The MOJ are big users of public and private clouds to operate over 800 different technology systems ranging from internal IT tools/solutions (device management for laptops, WiFi etc) to case management solutions used for administering over £1 billion a year in legal aid, as well as brand new digital services.

We mainly use Amazon Web Services (AWS) and Microsoft Azure for commodity public cloud hosting.

Cloud is secure as you make it

Providers like AWS create powerful tooling and services that you can use to keep systems and data safe in the cloud (often safer than in a private datacentre where you have to do everything yourself, and likely do it worse) -- but you have to actually use those tools and services to benefit from them.

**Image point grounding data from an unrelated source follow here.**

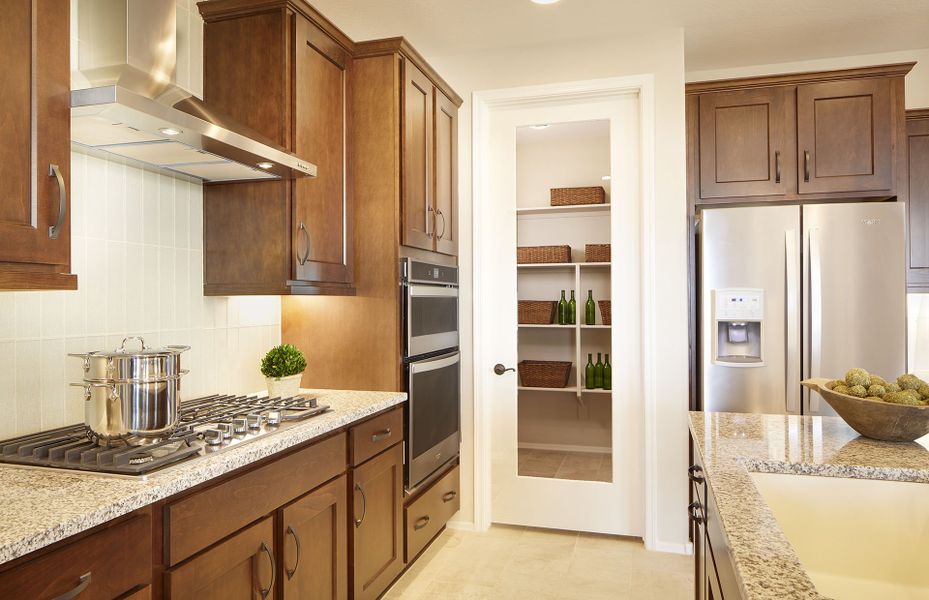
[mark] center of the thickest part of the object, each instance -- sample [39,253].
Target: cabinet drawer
[426,515]
[377,434]
[106,564]
[195,522]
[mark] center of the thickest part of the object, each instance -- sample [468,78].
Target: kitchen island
[755,559]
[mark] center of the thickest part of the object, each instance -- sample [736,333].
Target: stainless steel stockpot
[131,394]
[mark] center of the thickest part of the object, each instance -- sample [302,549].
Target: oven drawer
[375,435]
[205,517]
[428,514]
[104,565]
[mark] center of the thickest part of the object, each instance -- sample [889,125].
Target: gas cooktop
[207,425]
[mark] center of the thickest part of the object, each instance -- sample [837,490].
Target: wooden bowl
[875,419]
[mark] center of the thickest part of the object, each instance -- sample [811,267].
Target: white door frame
[484,103]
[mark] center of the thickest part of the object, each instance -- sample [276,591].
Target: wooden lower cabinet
[314,555]
[377,523]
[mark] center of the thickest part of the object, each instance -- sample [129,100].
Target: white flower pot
[284,387]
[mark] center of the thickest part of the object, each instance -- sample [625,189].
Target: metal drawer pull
[293,534]
[54,230]
[695,473]
[381,435]
[364,505]
[696,518]
[306,237]
[82,583]
[266,592]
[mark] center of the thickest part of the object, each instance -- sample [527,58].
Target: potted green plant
[282,367]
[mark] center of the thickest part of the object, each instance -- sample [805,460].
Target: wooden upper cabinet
[377,523]
[746,139]
[322,235]
[917,129]
[844,136]
[446,174]
[314,560]
[35,146]
[418,219]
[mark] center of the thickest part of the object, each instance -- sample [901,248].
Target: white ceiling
[719,33]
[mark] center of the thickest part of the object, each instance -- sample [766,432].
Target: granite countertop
[733,444]
[39,507]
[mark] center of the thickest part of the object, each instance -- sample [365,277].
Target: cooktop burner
[206,425]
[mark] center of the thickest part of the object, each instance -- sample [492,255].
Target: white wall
[662,54]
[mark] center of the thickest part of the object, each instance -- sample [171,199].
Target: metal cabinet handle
[499,369]
[695,474]
[441,214]
[381,435]
[695,516]
[293,534]
[364,505]
[54,230]
[82,583]
[265,592]
[306,237]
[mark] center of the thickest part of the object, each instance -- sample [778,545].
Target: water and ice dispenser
[739,318]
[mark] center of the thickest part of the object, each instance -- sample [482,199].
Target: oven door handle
[440,362]
[433,291]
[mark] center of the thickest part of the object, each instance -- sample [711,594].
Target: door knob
[499,369]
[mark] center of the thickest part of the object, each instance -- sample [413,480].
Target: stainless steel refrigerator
[790,292]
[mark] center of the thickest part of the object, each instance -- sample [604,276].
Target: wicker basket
[544,373]
[537,312]
[571,196]
[597,253]
[605,312]
[542,254]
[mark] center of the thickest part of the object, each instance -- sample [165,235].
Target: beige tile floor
[516,563]
[586,466]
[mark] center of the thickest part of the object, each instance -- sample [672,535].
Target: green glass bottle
[607,374]
[589,374]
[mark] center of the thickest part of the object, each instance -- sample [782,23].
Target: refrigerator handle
[792,322]
[816,313]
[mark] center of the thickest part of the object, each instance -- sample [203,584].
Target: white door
[531,427]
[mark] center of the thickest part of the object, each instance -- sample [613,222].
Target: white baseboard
[565,448]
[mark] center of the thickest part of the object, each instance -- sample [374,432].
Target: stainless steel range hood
[125,100]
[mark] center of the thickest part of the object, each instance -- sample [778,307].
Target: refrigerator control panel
[745,304]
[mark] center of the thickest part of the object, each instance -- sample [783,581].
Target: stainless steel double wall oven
[432,367]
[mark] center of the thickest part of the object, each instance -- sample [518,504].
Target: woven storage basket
[605,312]
[597,253]
[542,254]
[544,373]
[537,312]
[571,196]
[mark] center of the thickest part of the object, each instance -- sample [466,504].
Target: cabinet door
[240,568]
[844,136]
[322,224]
[35,145]
[418,219]
[377,530]
[746,143]
[917,130]
[315,546]
[446,174]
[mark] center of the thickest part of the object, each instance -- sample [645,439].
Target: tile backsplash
[137,249]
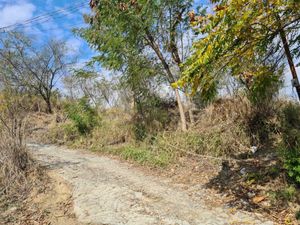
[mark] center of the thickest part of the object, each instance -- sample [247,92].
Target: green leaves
[241,36]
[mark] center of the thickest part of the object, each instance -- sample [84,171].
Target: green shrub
[84,117]
[290,146]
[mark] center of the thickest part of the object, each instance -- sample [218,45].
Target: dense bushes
[83,116]
[290,146]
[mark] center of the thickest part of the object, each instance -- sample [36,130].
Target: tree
[247,39]
[87,82]
[122,31]
[30,68]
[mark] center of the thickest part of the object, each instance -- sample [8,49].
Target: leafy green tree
[247,39]
[125,30]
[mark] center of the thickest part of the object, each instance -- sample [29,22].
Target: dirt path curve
[106,191]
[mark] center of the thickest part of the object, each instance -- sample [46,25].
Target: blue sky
[59,24]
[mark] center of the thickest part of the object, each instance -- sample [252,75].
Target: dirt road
[106,191]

Our baseline for our AWS accounts

We have  over 120 AWS accounts and counting, and for good operational reasons they can be configured differently. We wanted to ensure they all met a common baseline… so we wrote one.

We  believe ‘security’ can work in the open so in addition to publishing the MOJ’s IT policies, as part of a cyber security guidance microsite, we have published how our security baseline for MOJ Amazon Web Services accounts.

Why we did what we did

AWS have a lot of services and you can leverage their platforms in a great number of ways. We wanted to set the baseline at a good level, while catering for diverse architectures and applications, without creating unreasonable high-effort tasks for teams but ensuring we avoid common bad practice missteps like leaky S3 buckets.

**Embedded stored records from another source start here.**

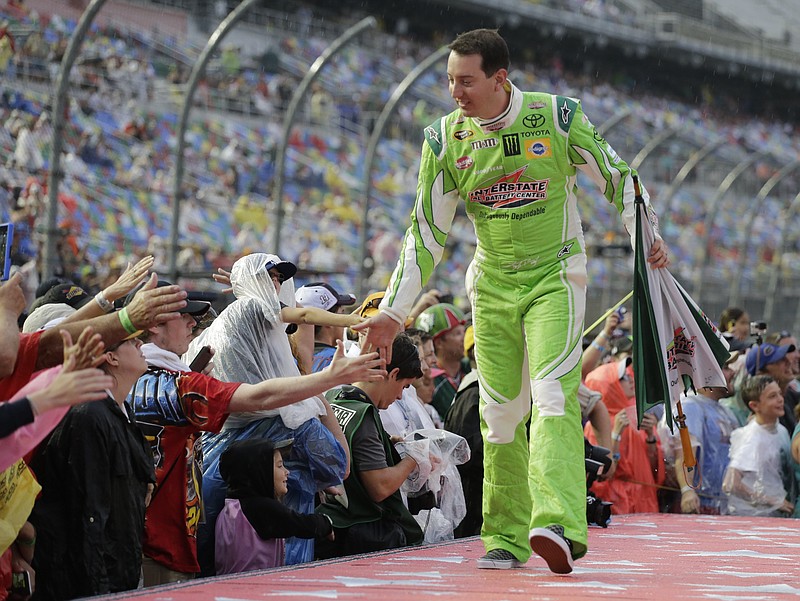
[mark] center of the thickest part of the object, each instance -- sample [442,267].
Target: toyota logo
[533,121]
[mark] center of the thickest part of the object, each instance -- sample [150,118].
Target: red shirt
[172,408]
[25,366]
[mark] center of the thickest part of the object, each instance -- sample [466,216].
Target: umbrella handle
[689,460]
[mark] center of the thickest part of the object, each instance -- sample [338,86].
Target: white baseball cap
[322,296]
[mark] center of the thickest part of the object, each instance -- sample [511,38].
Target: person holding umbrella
[513,157]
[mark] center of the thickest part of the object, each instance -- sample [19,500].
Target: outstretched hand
[129,279]
[381,331]
[659,254]
[152,306]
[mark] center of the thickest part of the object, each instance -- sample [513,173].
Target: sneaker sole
[497,564]
[553,549]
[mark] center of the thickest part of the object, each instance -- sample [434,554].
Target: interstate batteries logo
[508,192]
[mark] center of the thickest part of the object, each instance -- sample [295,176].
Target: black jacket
[94,472]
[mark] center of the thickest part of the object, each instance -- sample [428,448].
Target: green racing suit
[517,174]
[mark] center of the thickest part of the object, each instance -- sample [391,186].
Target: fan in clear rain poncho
[251,345]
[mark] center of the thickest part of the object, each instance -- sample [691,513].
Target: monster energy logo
[511,145]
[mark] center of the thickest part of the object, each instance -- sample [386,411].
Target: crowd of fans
[145,435]
[118,161]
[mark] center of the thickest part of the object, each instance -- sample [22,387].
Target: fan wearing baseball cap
[772,360]
[446,324]
[325,297]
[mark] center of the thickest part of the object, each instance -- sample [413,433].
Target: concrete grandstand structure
[704,106]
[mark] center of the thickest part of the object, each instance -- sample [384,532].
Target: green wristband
[126,322]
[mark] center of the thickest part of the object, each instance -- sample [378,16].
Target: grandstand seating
[124,205]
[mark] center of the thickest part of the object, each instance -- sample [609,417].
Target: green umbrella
[676,348]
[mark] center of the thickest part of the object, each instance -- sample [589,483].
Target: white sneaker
[551,545]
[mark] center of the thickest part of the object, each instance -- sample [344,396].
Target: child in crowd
[251,528]
[755,481]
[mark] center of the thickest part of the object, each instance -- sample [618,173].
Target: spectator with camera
[710,425]
[637,454]
[734,323]
[371,516]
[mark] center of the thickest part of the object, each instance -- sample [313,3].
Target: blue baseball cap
[758,357]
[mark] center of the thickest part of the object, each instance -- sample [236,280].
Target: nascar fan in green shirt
[513,157]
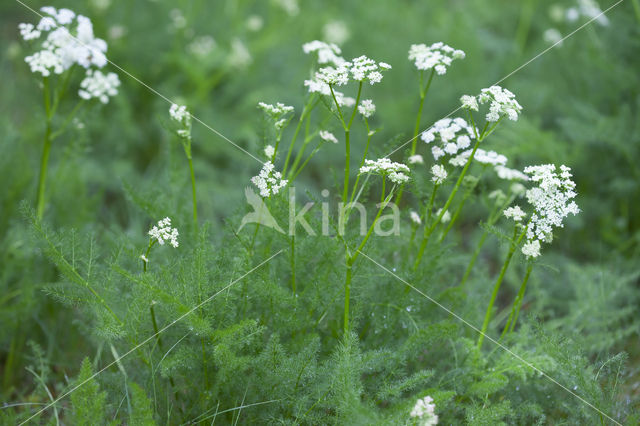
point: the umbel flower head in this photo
(424, 410)
(98, 85)
(481, 156)
(438, 56)
(396, 172)
(181, 115)
(502, 103)
(268, 182)
(163, 232)
(328, 53)
(359, 69)
(450, 135)
(66, 39)
(551, 201)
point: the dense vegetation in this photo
(109, 317)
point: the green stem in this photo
(636, 9)
(146, 254)
(364, 157)
(345, 191)
(293, 264)
(350, 259)
(496, 287)
(155, 326)
(305, 111)
(428, 230)
(423, 95)
(515, 309)
(347, 291)
(46, 148)
(467, 272)
(193, 193)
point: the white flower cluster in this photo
(317, 86)
(396, 172)
(425, 411)
(446, 216)
(509, 174)
(416, 159)
(268, 182)
(367, 108)
(277, 113)
(269, 150)
(515, 213)
(446, 132)
(328, 136)
(359, 69)
(551, 201)
(69, 40)
(439, 174)
(503, 102)
(164, 232)
(481, 156)
(99, 85)
(328, 53)
(437, 56)
(415, 217)
(589, 9)
(180, 114)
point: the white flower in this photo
(69, 40)
(275, 111)
(268, 182)
(446, 131)
(239, 55)
(289, 6)
(424, 409)
(531, 248)
(164, 232)
(316, 86)
(514, 213)
(367, 108)
(336, 32)
(439, 174)
(415, 217)
(28, 32)
(552, 36)
(255, 23)
(509, 174)
(502, 103)
(469, 102)
(416, 159)
(396, 172)
(202, 46)
(328, 136)
(360, 69)
(551, 200)
(98, 85)
(180, 114)
(44, 62)
(437, 56)
(335, 76)
(481, 156)
(269, 150)
(328, 53)
(446, 217)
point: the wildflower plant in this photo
(181, 118)
(64, 41)
(350, 325)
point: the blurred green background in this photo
(581, 108)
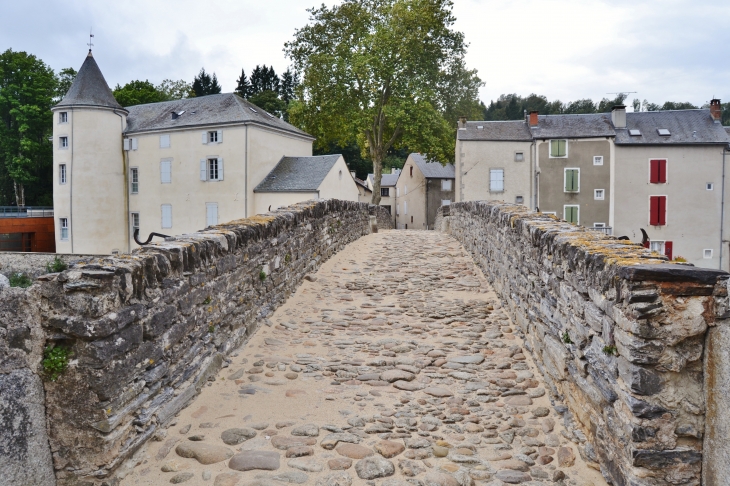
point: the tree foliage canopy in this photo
(375, 72)
(28, 89)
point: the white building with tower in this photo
(172, 167)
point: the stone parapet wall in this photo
(148, 330)
(619, 334)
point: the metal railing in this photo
(26, 212)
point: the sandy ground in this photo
(399, 348)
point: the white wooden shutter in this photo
(165, 172)
(167, 216)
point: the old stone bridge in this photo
(303, 347)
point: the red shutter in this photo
(662, 171)
(654, 172)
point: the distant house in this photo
(422, 188)
(387, 190)
(170, 167)
(297, 179)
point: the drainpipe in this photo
(722, 204)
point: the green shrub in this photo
(20, 280)
(55, 361)
(55, 266)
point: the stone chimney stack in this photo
(716, 110)
(618, 116)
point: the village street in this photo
(395, 365)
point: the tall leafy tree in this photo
(204, 84)
(371, 72)
(28, 88)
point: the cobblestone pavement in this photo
(395, 366)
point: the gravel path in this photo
(395, 366)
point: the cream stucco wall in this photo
(187, 194)
(474, 159)
(693, 212)
(95, 172)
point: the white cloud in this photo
(567, 49)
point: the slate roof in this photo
(433, 170)
(685, 127)
(219, 109)
(513, 130)
(386, 180)
(298, 174)
(573, 126)
(89, 88)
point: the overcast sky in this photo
(676, 50)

We chose generally accepted good practices (for example, encryption); things that are a mixture of security and operational for good account/resource management (tagging); and leveraging powerful AWS platforms that offer a lot of security with minimal effort (AWS GuardDuty).

We included ‘monitoring’ and ‘resolution/escalation’ to catch any regressions and court correct. We preferred automated resolution over escalation to humans but worked to ensure that humans are involved where they should be, to make decisions that are not always black/white and thus easily programmable.

Journey over destination

The baseline is our current minimum security posture for our MOJ AWS accounts - not what we think is a gold standard. This helps set a bar but gives teams latitude for doing things differently when they need to.

Do the hard work to make it simple

The 4th government design principle is “do the hard work to make it simple” so we did exactly that: over 120 unique ways of implementing the new baseline didn’t make any sense, so we wrote and published a whole load of CloudFormation to help our colleagues implement the baseline quickly and easily.

Onwards

AWS SecurityHub

AWS SecurityHub is fairly new so we’re going to continue helping teams rollout our baseline and then take stock of where to see if we can make the baseline a little easier to implement, or whether we’re ready to raise the bar even higher because our MOJ colleagues already do a great job managing our systems safely in the Cloud.

All the Clouds

As mentioned above, the MOJ also uses other public cloud solutions including Microsoft Azure and Heroku. Like we have for AWS, we will write security baselines for those as well, publishing as part of our cyber security guidance microsite.